Yargıtay uygulamasına göre, “Yargılama sırasında din­lenen davalı tanıklarından … davacının sekreterlikten çözüm merkezine alın­dığını, davacının bu görev değişikliğini istemediğini tahmin ettiğini, görev yeri değişikliğinden sonra davacının annesinin işyerine geldiğini, müdür be­yin odasına girmeye çalıştığını, müdür beyin sekreterinin davacının annesine ”nasıl yardımcı olabilirim” diye bir soru sorduğunu, davacının annesinin de “siz bana yardımcı olamazsınız, çekilin” gibi kelimeler kullandığını, daha sonra davacının annesinin müdürün odasına girdiğini. sekreter Fatih’in de da­vacının annesinin arkasından içeri girdiğini ve odanın kapısını kapattıklarını, içerde bağrışma sesleri olduğunu, bağrışma sesini duyunca odanın kapısını açtığını, kapıyı açtığında davacının annesinin “Benim oğlum üniversite me­zunu, şerefsizler, ben biliyorum ona yaptıracağımı” gibi kelimeler kullandı­ğını, davacının annesine neden küfür ediyorsun, diye sorduğunu, onun da “Size ne” diyerek asansöre doğru yöneldiğini, koridorda aynı şekilde yukarı­daki gibi bağırmaya devam ettiğini, burada da “şerefsizler, onu bilmem ne yaptıracağım.. ” gibi hakaret etmeye devam ettiğini, annesi işyerine gelmeden önce davacının müdürüyle tartıştığını duyduğunu ancak bizzat şahit olmadı­ğını, davacının işyerine geç geldiği için tutanak tutulduğunu, davacı imzala­mak istemeyince bir tartışma olduğunu, annesi işyerinden ayrıldıktan sonra davacının babasının da müdürü aradığını, müdüre hakaret ettiğini, bu haka­retleri telefonda konuşulması nedeniyle duymadığını ancak bunu müdürün kendisine söylediğini beyan etmiştir.

Somut uyuşmazlıkta, davacının iş akdi davalı işyerinde çalışırken dos­yaya sunulan kart basma kayıtlarına göre işe birden çok kez geç gelmesi ne­deniyle tutanaklar tutulması ve davacının görev yaptığı bölümün değiştiril­mesinden sonra annesinin işyerine gelerek davacının müdürüne gıyabında ha­karet ve tehdit içeren sözlerle bağırarak olay çıkarması sonrasında feshedil­miştir.

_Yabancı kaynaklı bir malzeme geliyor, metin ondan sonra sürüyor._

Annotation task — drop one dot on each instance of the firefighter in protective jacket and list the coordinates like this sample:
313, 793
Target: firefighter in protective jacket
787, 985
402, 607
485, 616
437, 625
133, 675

Davacı işçinin işe birden çok kez geç geldiğine dair tutanakların tutul­ması ve görev değişikliği sonrası işyerine gelen annesinin işyeri müdürüne hakaret etmesi hiç kuşkusuz işyerinde olumsuzluğa yol açacağından artık iş­verenin davacı ile çalışmaya devam etmesinin kendisinden beklenemez. Da­vacının iş sözleşmesinin feshi haklı neden ağırlığında olmasa da geçerli ne­dene dayanmakta olup mahkemece davanın reddi yerine kabulüne karar ve­rilmesi hatalıdır[1].

Sonuç olarak, işçinin bir yakınının işyeri yetkilisine hakaret etmesi ola­yında, eylem işçiden gelmediği için fesih haklı neden olarak değerlendirilme­miş, işyerinde olumsuzluklara yol açması nedeniyle geçerli nedenle fesih ka­bul edilmiştir[2].

[1] Y9HD.22.04.2019 T., E. 2018/10554 K. 2019/9461 Legalbank.

[2] ÇİL, Şahin İş Hukuku Yargıtay İlke Kararları, 9.Baskı, (2019-2021). Ankara 2022, s.913.